A Guide to SR&ED Eligible Expenses

The SR&ED tax incentive program is designed to support companies and organizations conducting R&D work. Also known as Scientific Research and Experimental Development, it helps Canadian companies innovate and heavily relies upon to help with expenses.

There is strict regulation regarding claimable expenses regarding what’s eligible and isn’t. Regarding anything you are claiming under SR&ED, ensure you keep thorough records of the process. Show that all demands are complied with to fit your project within the criteria of what SR&ED is.

Let’s learn more about the eligible SR&ED expenditures.

How SR&ED expenditures work

SRED is a dynamic and complex tax program. SR&ED expenditures can be pooled and deducted against future income for 20 years. This is in tandem with the SR&ED investment tax credit (ITC), reducing a corporation’s tax bill and potentially resulting in a refund if the tax payable is less than the value of the ITC.

How much is the SR&ED tax credit?

The limit on the SR&ED varies according to the type of business. Any Canadian-controlled private corporation has access to SR&ED up to 35% of expenditures of $3 million and 15% on amounts above $3 million.

For qualifying expenses over $3 million, you may claim a non-refundable tax credit of 15%. Capital expenses are refundable up to 40%. Individuals and trusts qualify for 15% on qualified SR&ED expenditures.

Any non-CCPC receives a credit of 15% of eligible expenses, non-refundable.

Does your project qualify for SR&ED?

A project that qualifies for SR&ED must meet four standards.

  • It must be carried out in Canada.
  • The project must be proven to further technical knowledge, representing ‘technological advancement.’
  • The project must have overcome technical or technological uncertainty.
  • The project must have gone through an iterative process to resolve technological uncertainty.

Activities that fall under SR&ED must be classified under one of four categories:

1. Applied Research

This is work done to advance scientific understanding with a practical application.

2. Basic Research

This is work done to build a scientific understanding through exploration. It does not need to have a specific target application in mind and is more exploratory in design.

3. Experimental Development

This is work done to create or improve products, materials, and processes.

4. Support Work

Support work includes processes described in the prior three categories. However, it relates to either engineering, operations research, mathematical analysis, design, computer programming, testing, psychological research, or data collection.

List of eligible SR&ED expenses

Assuming your project has met the criteria that have been outlined, here are some of the eligible expenses SR&ED you may be able to claim.

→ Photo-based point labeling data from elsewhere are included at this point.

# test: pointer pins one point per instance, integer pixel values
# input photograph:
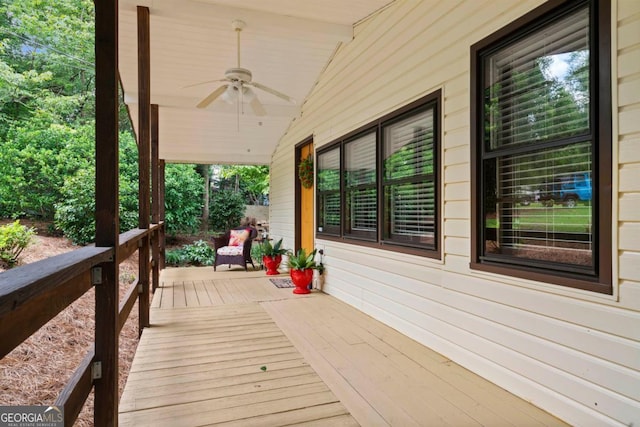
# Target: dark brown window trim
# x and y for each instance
(601, 110)
(433, 100)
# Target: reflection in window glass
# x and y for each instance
(328, 187)
(361, 211)
(543, 206)
(409, 193)
(537, 164)
(538, 88)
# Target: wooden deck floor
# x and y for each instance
(229, 348)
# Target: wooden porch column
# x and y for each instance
(155, 197)
(144, 143)
(161, 207)
(107, 223)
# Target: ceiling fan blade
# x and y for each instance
(271, 91)
(212, 96)
(204, 83)
(257, 107)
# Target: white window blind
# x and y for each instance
(409, 179)
(538, 87)
(328, 187)
(538, 162)
(360, 186)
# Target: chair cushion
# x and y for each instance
(237, 237)
(230, 250)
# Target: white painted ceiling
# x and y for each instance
(285, 44)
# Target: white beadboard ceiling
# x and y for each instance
(286, 44)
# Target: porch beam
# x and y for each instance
(107, 222)
(144, 143)
(200, 14)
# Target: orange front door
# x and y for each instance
(306, 206)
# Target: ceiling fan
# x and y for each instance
(238, 85)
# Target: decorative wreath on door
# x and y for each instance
(305, 172)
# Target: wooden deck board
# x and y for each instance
(327, 364)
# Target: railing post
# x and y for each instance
(144, 128)
(107, 224)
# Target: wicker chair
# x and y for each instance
(237, 255)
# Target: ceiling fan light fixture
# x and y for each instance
(247, 94)
(230, 95)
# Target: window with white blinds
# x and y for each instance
(543, 120)
(409, 180)
(328, 187)
(378, 186)
(360, 173)
(537, 89)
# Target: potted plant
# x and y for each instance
(301, 268)
(272, 256)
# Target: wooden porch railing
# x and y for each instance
(30, 296)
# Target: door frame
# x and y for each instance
(298, 191)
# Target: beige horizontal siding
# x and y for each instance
(570, 351)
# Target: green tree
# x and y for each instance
(183, 198)
(251, 181)
(226, 210)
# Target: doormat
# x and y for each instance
(283, 283)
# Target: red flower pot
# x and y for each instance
(272, 264)
(302, 280)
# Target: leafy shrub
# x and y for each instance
(175, 257)
(183, 199)
(75, 213)
(34, 160)
(198, 253)
(14, 238)
(226, 209)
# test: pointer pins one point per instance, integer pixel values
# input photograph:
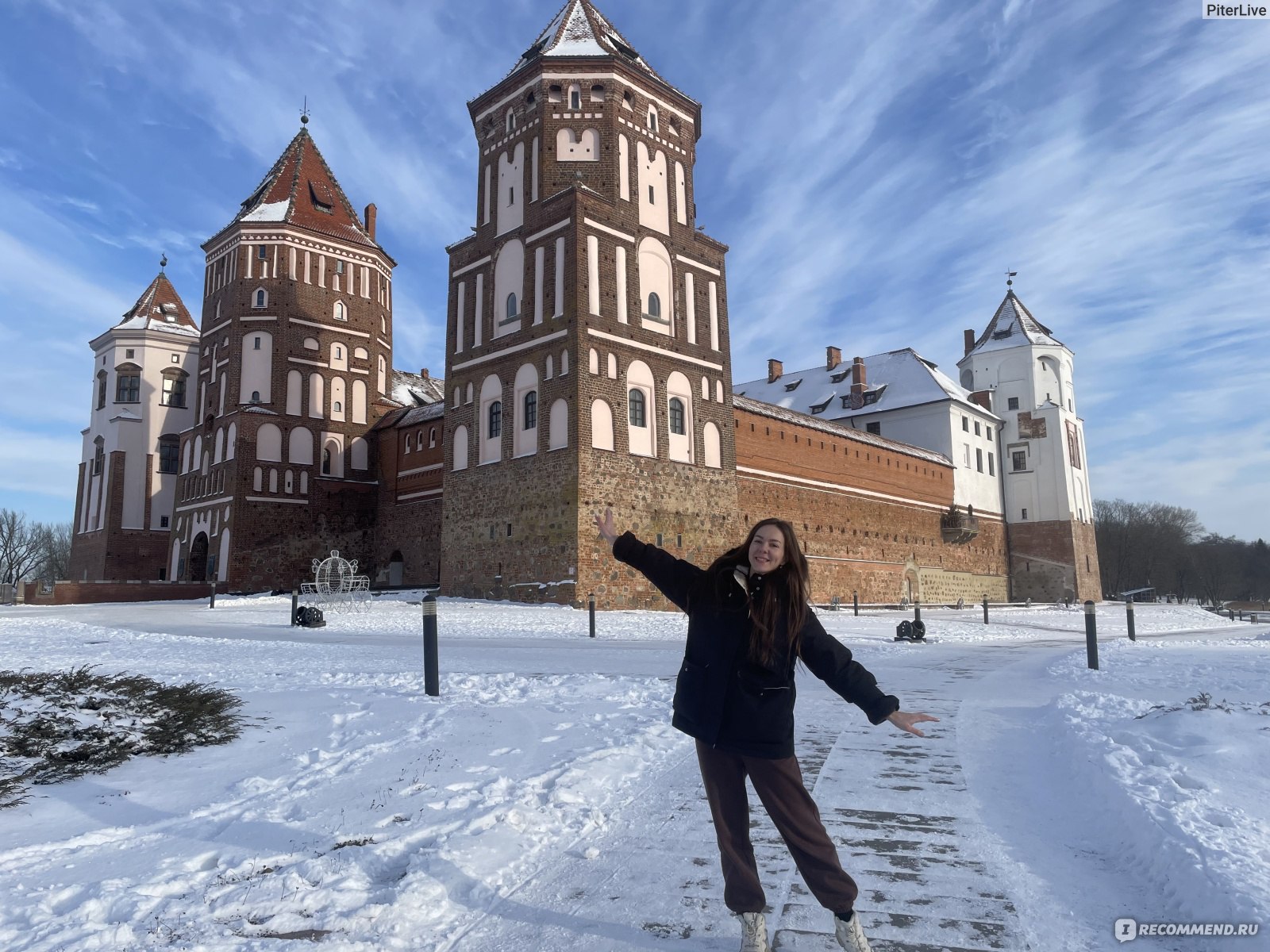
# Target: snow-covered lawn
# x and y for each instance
(370, 816)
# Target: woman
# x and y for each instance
(749, 624)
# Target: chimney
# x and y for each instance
(857, 381)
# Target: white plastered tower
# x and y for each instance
(1049, 507)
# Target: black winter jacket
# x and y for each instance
(724, 698)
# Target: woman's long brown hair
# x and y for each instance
(787, 588)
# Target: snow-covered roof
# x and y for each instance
(300, 190)
(417, 389)
(1013, 325)
(581, 29)
(893, 380)
(159, 309)
(837, 429)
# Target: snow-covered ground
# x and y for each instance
(544, 801)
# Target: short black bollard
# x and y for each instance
(1091, 636)
(431, 663)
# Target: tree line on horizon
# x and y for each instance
(1166, 547)
(32, 550)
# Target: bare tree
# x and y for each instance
(55, 551)
(21, 546)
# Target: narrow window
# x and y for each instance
(637, 416)
(677, 427)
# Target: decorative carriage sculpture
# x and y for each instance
(337, 587)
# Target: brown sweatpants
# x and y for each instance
(779, 785)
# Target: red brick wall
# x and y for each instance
(73, 593)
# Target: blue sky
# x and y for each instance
(874, 167)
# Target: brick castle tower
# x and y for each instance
(587, 347)
(294, 370)
(1047, 497)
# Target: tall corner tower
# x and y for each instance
(587, 351)
(143, 372)
(1049, 508)
(295, 368)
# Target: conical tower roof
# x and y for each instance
(581, 31)
(159, 309)
(1013, 325)
(300, 190)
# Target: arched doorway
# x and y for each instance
(198, 558)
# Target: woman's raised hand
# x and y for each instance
(605, 524)
(905, 721)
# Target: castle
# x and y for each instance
(587, 365)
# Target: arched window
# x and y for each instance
(637, 408)
(677, 416)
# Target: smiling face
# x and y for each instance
(768, 550)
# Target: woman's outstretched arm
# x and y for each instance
(673, 577)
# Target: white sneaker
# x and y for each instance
(753, 933)
(850, 936)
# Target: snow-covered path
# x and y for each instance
(545, 803)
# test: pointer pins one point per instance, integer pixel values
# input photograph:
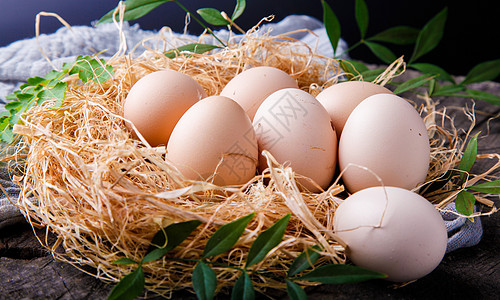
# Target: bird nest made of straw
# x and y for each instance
(105, 194)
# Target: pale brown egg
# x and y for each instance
(296, 129)
(214, 141)
(252, 86)
(384, 142)
(157, 101)
(340, 99)
(393, 231)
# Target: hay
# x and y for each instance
(105, 194)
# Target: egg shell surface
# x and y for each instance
(393, 231)
(296, 129)
(385, 134)
(157, 101)
(214, 136)
(250, 87)
(342, 98)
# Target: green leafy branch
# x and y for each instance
(37, 90)
(135, 9)
(224, 239)
(465, 199)
(439, 82)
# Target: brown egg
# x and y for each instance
(340, 99)
(157, 101)
(386, 135)
(296, 129)
(252, 86)
(393, 231)
(215, 141)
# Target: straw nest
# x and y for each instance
(105, 194)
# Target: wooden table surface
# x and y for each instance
(28, 271)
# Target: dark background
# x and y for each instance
(471, 31)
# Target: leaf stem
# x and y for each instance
(357, 44)
(200, 22)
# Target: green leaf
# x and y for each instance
(482, 95)
(304, 261)
(432, 69)
(399, 35)
(465, 203)
(243, 288)
(295, 291)
(226, 236)
(439, 183)
(58, 92)
(129, 287)
(196, 48)
(238, 9)
(490, 187)
(125, 261)
(332, 25)
(469, 156)
(134, 9)
(413, 83)
(352, 67)
(430, 36)
(172, 235)
(370, 75)
(212, 16)
(204, 281)
(91, 69)
(382, 52)
(340, 273)
(485, 71)
(362, 17)
(7, 135)
(266, 241)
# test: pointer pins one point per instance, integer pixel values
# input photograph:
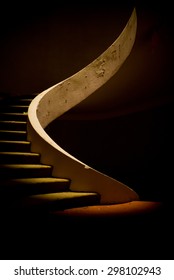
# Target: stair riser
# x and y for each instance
(12, 125)
(21, 173)
(20, 190)
(10, 159)
(15, 109)
(14, 147)
(6, 135)
(13, 117)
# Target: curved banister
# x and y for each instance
(58, 99)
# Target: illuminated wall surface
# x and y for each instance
(129, 131)
(134, 115)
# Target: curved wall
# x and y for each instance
(58, 99)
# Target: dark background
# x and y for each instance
(125, 128)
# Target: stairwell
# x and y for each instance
(26, 184)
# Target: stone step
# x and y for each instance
(21, 101)
(19, 157)
(14, 108)
(13, 116)
(13, 125)
(14, 146)
(25, 171)
(31, 186)
(13, 135)
(53, 201)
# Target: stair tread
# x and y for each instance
(14, 142)
(35, 180)
(57, 200)
(20, 153)
(21, 187)
(13, 131)
(17, 122)
(13, 113)
(24, 166)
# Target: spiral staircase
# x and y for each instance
(48, 197)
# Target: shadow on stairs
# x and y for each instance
(42, 219)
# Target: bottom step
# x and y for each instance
(32, 186)
(53, 201)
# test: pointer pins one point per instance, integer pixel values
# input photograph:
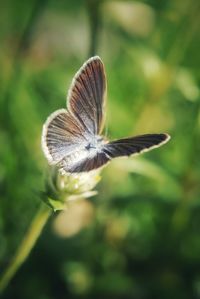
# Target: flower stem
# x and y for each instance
(26, 245)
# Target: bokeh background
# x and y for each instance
(140, 236)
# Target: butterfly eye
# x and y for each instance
(99, 139)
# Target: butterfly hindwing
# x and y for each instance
(61, 135)
(134, 145)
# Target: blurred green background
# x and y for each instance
(140, 236)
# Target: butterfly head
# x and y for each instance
(95, 144)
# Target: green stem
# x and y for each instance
(26, 245)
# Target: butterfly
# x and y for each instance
(72, 138)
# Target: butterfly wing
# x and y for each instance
(61, 135)
(134, 145)
(86, 96)
(117, 148)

  • Salaries and wages for personnel directly involved with the qualifying SR&ED project.
  • Materials used during the work commission, i.e. supplier invoices, storage costs, and transportation costs.

Overhead expenses

In addition, SR&ED may cover overhead costs. These expenses may not be directly tied to an SR&ED project, but they support the business. Some examples include rent for a facility, utilities (electricity, heat, water), or cleaning costs. Other expenses include general office furniture and equipment, maintenance and upkeep, and property taxes.

Human resources expenses

SR&ED may cover costs associated with human resources, including clerical, office, and administrative support. Other eligible costs include training, preparation of the SR&ED tax incentive claim, technological planning and documentation, long-term planning, and non-specialized tasks.

Subcontractor expenses

If you have hired a third-party or subcontractor to perform work related to an SR&ED project, there are several SR&ED expenses you can claim. It including equipment expenses no matter if the equipment is new, used, owned, or leased.

Be sure to check with your accountant or SR&ED consultant on what is allowed and what is not. Based on the SR&ED program, there is more allowable when it is not a subcontractor or the third party doing the work.

Ineligible SR&ED expenses

Many ineligible SR&ED expenses are not allowed to be claimed. Any ineligible expenses include sales and marketing, the commercial production of a new or improved product, scheduled testing and maintenance, or routine data collection.

In addition, ineligible expenses include updates that relate to style or aesthetics without a functional purpose, research in social sciences and humanities, or prospecting, exploring, and drilling for minerals, petroleum, or natural gas.

When do you receive your SR&ED refund?

After making an SR&ED claim with eligible expenditures recorded, a holding period for processing claims can last up to 60 days. If the claim is accepted and selected for further review, the CRA will process this review within 180 calendar days.

However, if there are errors within the claim, this can elongate the process. In some cases, additional support will be requested to justify certain expenses, which is why it’s so important to keep accurate, up-to-date records.